On Wednesday, TikTok’s parent company, ByteDance, reached a settlement with a group of parents. Previously, the plaintiffs accused the company of violating the Children’s Online Privacy Protection Act by collecting and exposing data and personal information about minors. Gary Klinger, a lawyer for the plaintiffs in the case, confirmed the incident to the media, The Verge, but declined to comment or disclose further details. A spokesman for the company said in a statement that despite objections to most of the complaints, some sort of “settlement” was reached.
(Pictured: Google Play, via TheVerge)
A TikTok spokesman told TheVerge: “The TikTok is committed to protecting the data of its users, especially younger users. While we do not agree with much of what is described in the complaint, we have been cooperating with the parties concerned and are pleased to be able to resolve these issues”.
The company declined to disclose details of the terms of the settlement, but the plaintiff’s complaint was made that the Musical.ly app (now renamed TikTok) failed to provide adequate safeguards to prevent children from using the app.
If a minor under the age of 13 creates an account, the app will require him or her to fill in personally identifiable information, including personal data such as name, phone number, email address, photo, etc., and make it available to other users.
The app collected data on minors, including location information, between December 2015 and October 2016, the complaint said.

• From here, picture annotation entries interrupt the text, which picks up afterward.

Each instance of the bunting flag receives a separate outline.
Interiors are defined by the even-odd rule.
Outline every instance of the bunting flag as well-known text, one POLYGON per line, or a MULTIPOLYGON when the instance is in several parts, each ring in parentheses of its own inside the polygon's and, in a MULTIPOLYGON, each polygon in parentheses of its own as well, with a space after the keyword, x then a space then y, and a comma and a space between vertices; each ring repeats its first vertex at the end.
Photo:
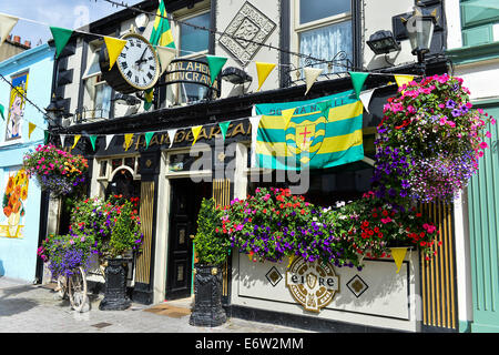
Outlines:
POLYGON ((366 109, 367 112, 369 112, 369 103, 370 103, 370 98, 373 97, 373 93, 375 92, 376 89, 370 89, 370 90, 366 90, 360 92, 360 94, 358 95, 360 101, 364 104, 364 109, 366 109))
POLYGON ((349 71, 348 73, 350 74, 350 78, 352 78, 352 85, 354 87, 355 94, 357 95, 357 99, 359 99, 358 95, 359 95, 360 91, 363 90, 364 82, 366 81, 369 73, 355 72, 355 71, 349 71))
MULTIPOLYGON (((173 41, 172 30, 170 28, 170 22, 167 20, 166 8, 164 7, 163 0, 160 0, 160 6, 156 10, 156 16, 154 19, 154 26, 151 32, 151 37, 149 42, 152 45, 156 45, 157 55, 160 55, 160 51, 157 50, 161 47, 175 48, 175 42, 173 41)), ((163 52, 165 55, 165 52, 163 52)), ((166 60, 164 58, 163 60, 166 60)), ((161 58, 160 58, 161 61, 161 58)), ((167 60, 166 60, 167 61, 167 60)), ((161 64, 161 70, 166 70, 166 64, 161 64)), ((144 91, 144 110, 149 111, 152 106, 152 102, 154 99, 154 89, 149 89, 144 91)))
POLYGON ((256 166, 277 170, 326 169, 364 159, 363 103, 353 90, 299 102, 255 105, 261 114, 256 166), (323 115, 320 102, 337 105, 323 115), (295 109, 288 128, 282 113, 295 109))
POLYGON ((149 148, 149 143, 151 143, 151 139, 153 138, 154 132, 145 132, 144 133, 144 138, 145 138, 145 149, 149 148))
POLYGON ((210 80, 212 81, 212 85, 218 77, 220 71, 225 65, 227 58, 225 57, 216 57, 216 55, 206 55, 206 61, 210 67, 210 80))
POLYGON ((105 135, 105 150, 109 148, 109 143, 113 140, 114 134, 106 134, 105 135))
POLYGON ((166 131, 166 133, 169 133, 169 139, 170 139, 170 146, 169 148, 172 148, 173 141, 175 140, 176 130, 177 129, 171 129, 171 130, 166 131))
POLYGON ((50 32, 52 32, 53 41, 55 42, 55 58, 59 58, 73 31, 60 27, 50 27, 50 32))
POLYGON ((90 143, 92 143, 93 151, 95 151, 95 141, 96 141, 98 136, 92 134, 92 135, 89 135, 89 139, 90 139, 90 143))
POLYGON ((126 45, 126 41, 119 38, 104 36, 104 43, 108 49, 109 70, 111 70, 116 62, 118 57, 120 57, 121 51, 126 45))
POLYGON ((156 53, 161 64, 160 75, 162 75, 169 68, 172 60, 175 58, 176 49, 170 47, 156 47, 156 53))
POLYGON ((78 144, 78 141, 80 140, 80 138, 81 138, 81 134, 74 134, 73 146, 71 146, 71 150, 73 150, 73 149, 74 149, 74 146, 77 146, 77 144, 78 144))
POLYGON ((284 119, 284 129, 287 130, 291 119, 293 118, 293 113, 295 113, 295 109, 282 110, 283 119, 284 119))
POLYGON ((251 168, 256 166, 256 138, 258 134, 258 126, 261 115, 253 115, 249 118, 249 123, 252 124, 252 156, 251 156, 251 168))
POLYGON ((256 62, 256 73, 258 75, 258 89, 256 91, 259 91, 263 83, 265 82, 265 80, 267 80, 268 74, 274 68, 274 63, 256 62))
POLYGON ((390 247, 391 257, 394 257, 395 265, 397 266, 397 274, 400 271, 400 266, 406 257, 407 247, 390 247))
POLYGON ((231 121, 218 123, 220 131, 222 132, 222 136, 225 141, 225 134, 227 133, 228 126, 231 125, 231 121))
POLYGON ((202 128, 203 128, 202 125, 195 125, 195 126, 191 128, 192 135, 194 136, 194 140, 192 141, 192 145, 194 145, 195 142, 197 141, 197 138, 200 136, 200 132, 201 132, 202 128))
POLYGON ((305 95, 310 90, 312 85, 317 80, 318 75, 323 72, 324 69, 320 68, 305 68, 305 83, 307 84, 307 90, 305 91, 305 95))
POLYGON ((33 133, 35 128, 37 128, 37 124, 28 122, 28 139, 31 139, 31 133, 33 133))
POLYGON ((132 145, 133 133, 126 133, 124 135, 124 139, 125 139, 124 149, 126 152, 129 150, 129 148, 132 145))
POLYGON ((12 31, 19 18, 10 14, 0 13, 0 45, 3 44, 9 33, 12 31))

The move is suspected of violating the Children’s Online Privacy Protection Act
The content allegedly collected would violate the Children’s Online Privacy Protection Act (COPPA), which explicitly prohibits social media such as Facebook and TikTok from collecting data on children under the age of 13 without the express consent of a parent or guardian.
TikTok has grown rapidly, with more than 110 million downloads in the United States alone. At the same time, some complaints have drawn the attention of regulators and lawmakers.
Earlier this year, the FTC reached a $5.7 million settlement for TikTok’s violation of COPPA, similar to the client claims represented by Gary Klinger,” as mentioned in this article.
In a statement in September, FTC Chairman Joe Simons said the app is still collecting user data for underage users, knowing that many children are using it without the consent of their parents or guardians.